The Ludicrous JIT Compiler
Ludicrous is a just-in-time compiler for Ruby 1.8 and 1.9. Though still in the experimental stage, its performance is roughly on par with YARV (better in some benchmarks, though that may change as more features are added). It's easy to use:
class MyClass ... include Ludicrous::Speed # (or Ludicrous::JITCompiled) end
How it works
When you include the Ludicrous::JITCompiled module, stub methods are installed for all the instance methods in that class. When a stub method is called, the method is compiled and the stub replaced with the compiled method.
To JIT-compile singleton methods, include the JITCompiled module in the singleton class.
$ gem install ludicrous
You'll probably also need to install libjit for ruby-libjit to compile correctly:
$ wget ftp://ftp.gnu.org/gnu/dotgnu/libjit/libjit-0.1.2.tar.gz $ tar xvfz libjit-0.1.2.tar.gz $ cd libjit-0.1.2 $ ./configure $ make $ sudo make install
and enjoy Ludicrous Speed:
class Spaceball1 ... end Spaceball1.go_plaid()
Ludicrous supports many features of Ruby, and passes all of the tests in bfts as well as many of the tests that come with Ruby 1.8.6. However, there are some features that are unsupported, and will prove to be difficult to support. These include, but are not limited to:
- Trace funcs
breakwith a value
- Accepting a block as an explicit parameter
- Certain methods:
- Passing a proc as a block with the & operator
Ludicrous will attempt to detect these cases and will throw an exception at compile-time if it encounters any of them. The stub method will then be removed and replaced with the original method.
Ludicrous is also known to prevent thread switching in some cases.

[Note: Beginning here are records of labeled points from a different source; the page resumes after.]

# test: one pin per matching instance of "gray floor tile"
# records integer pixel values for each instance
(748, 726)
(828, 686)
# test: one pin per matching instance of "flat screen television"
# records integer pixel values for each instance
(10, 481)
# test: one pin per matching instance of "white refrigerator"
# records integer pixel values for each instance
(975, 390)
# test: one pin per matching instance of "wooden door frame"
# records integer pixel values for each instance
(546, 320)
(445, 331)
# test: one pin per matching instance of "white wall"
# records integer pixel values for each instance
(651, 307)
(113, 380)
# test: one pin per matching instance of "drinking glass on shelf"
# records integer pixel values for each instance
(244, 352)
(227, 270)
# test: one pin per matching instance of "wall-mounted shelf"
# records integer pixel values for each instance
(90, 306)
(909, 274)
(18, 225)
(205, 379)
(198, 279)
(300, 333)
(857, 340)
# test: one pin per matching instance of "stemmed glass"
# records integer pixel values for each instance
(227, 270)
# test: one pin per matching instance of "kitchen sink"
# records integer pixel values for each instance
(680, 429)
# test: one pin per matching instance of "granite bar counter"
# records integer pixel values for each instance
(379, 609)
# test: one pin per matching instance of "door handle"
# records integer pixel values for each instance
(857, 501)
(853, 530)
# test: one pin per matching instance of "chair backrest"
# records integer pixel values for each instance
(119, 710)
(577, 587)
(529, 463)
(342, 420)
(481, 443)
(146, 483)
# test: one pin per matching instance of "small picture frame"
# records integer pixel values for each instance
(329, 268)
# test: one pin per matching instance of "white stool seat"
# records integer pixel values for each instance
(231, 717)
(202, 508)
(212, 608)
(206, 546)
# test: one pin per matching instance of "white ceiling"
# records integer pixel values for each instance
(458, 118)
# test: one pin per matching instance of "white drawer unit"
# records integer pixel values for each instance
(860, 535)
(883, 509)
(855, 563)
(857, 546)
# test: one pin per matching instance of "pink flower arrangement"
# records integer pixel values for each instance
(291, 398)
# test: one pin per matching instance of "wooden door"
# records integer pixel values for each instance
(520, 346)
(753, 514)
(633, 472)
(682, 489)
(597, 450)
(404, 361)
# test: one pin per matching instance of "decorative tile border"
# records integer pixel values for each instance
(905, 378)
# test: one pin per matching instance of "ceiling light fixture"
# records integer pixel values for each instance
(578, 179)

It is currently impossible to trace functions that have been compiled with Ludicrous.
Method arity is likely to change when a method is compiled with Ludicrous, since arity is calculated differently for methods defined as C function pointers.
Ludicrous currently makes assumptions that certain builtin methods will not be redefined, such as arithmetic operators on Fixnum objects. In the future, Ludicrous will detect redefinition of these methods and fall back on slow method calls if they are redefined (like YARV does now).
Ludicrous does not currently promote integers to bignums.
Match data (e.g. $~, $1..$9) modified in a jit-compiled function affects match data in the callee.
Ludicrous has been developed and tested on Ubuntu Linux on a Pentium 3 with Ruby 1.8.6. It will likely work on any 32-bit platform where libjit has been ported. It is known to not work on 64-bit architectures.
Ludicrous is licensed under the modified BSD license. See the file COPYING that was distributed with Ludicrous.